No Joy in Raspberry Pi Land

Back at the end of April, I decided to upgrade my Raspberry Pi 4's operating system to the 64-bit version (it's a 64-bit machine, but when it was released there was only a 32-bit version of the OS).

It didn't work out. While the OS did seem to do things faster, it also kept freezing up, requiring hard restart. The freezing didn't seem to be tied to any particular application. I suspect that it had to do with the medium -- I had installed the new OS on a USB flash drive rather than on the SD card that a Pi normally runs off of. So I just pulled the flash drive, reinserted the SD card, and was back where I started.
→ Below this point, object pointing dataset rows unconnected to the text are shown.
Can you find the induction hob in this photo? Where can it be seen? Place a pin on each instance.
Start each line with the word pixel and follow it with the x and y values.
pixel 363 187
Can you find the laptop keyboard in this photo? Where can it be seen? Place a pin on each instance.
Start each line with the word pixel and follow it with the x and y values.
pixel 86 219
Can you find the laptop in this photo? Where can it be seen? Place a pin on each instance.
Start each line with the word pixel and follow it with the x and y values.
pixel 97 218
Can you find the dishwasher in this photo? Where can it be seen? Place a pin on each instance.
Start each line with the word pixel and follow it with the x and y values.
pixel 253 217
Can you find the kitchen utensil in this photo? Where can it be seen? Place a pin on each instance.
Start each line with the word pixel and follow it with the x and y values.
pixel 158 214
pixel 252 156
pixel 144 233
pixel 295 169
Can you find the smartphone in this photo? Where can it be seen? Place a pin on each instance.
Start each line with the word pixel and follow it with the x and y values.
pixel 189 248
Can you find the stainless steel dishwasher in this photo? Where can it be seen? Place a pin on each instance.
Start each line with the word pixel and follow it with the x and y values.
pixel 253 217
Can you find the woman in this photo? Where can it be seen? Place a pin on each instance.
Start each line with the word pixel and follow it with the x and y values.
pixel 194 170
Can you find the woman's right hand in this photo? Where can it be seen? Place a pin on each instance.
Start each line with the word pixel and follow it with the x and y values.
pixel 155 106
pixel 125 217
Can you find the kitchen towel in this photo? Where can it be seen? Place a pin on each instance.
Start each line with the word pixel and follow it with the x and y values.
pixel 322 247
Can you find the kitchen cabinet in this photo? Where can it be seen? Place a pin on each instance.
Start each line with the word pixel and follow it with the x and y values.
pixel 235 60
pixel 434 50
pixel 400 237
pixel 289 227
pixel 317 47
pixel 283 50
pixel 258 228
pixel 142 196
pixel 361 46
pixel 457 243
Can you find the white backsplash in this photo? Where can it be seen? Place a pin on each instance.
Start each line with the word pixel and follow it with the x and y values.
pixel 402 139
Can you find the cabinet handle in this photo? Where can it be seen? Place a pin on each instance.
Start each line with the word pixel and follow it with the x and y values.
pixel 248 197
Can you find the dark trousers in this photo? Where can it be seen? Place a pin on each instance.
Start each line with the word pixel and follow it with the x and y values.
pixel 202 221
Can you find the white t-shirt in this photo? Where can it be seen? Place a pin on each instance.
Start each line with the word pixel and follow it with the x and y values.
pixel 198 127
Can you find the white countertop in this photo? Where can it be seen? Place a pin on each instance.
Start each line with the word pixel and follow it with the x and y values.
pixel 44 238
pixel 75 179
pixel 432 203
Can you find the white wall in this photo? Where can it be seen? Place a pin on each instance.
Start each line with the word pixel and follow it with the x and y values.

Over the weekend, I came in to a shiny new 128Gb SD card and decided to try installing the 64-bit OS on that. Which I did last night and, once I was at a stopping point with my normal work flow this morning, I booted that bad boy up, went through the usual settings screens, then started installing my preferred software, copying key files that I had saved to a flash drive, etc.

About half an hour into that, the machine froze up again. So it's obviously not the flash drive vs. SD card that's the problem. And like I said, it doesn't seem to be the applications I'm running. Which leaves, I guess, two possibilities:

  1. The 64-bit OS just isn't up to snuff yet in general. That wouldn't be surprising, since it only came out in, I think, February or March; or
  2. Some particular piece of hardware I'm using is giving the new OS problems. One of my two monitors. My USB hub. My keyboard or mouse. I'm not really using any bizarre gear. I mean, my mouse is ergonomically shaped, but I don't think it has proprietary drivers or anything.
If I had to bet on a hardware problem, I'd bet on that USB hub. I don't even remember who made it, probably some cheap import, and I seem to recall an incident in the distant past where I finally fixed a (non-Raspberry Pi) computer problem by unplugging a USB hub.

In theory, I could do without the hub. It would just make plugging in e.g. flash drives, card readers, headsets, etc. a pain in the ass. Maybe I'll try ditching it and see what happens.

But if so, that will be later. I've already blown an hour on this experiment and have other things to do, so I am back on 32-bit Raspbian for now.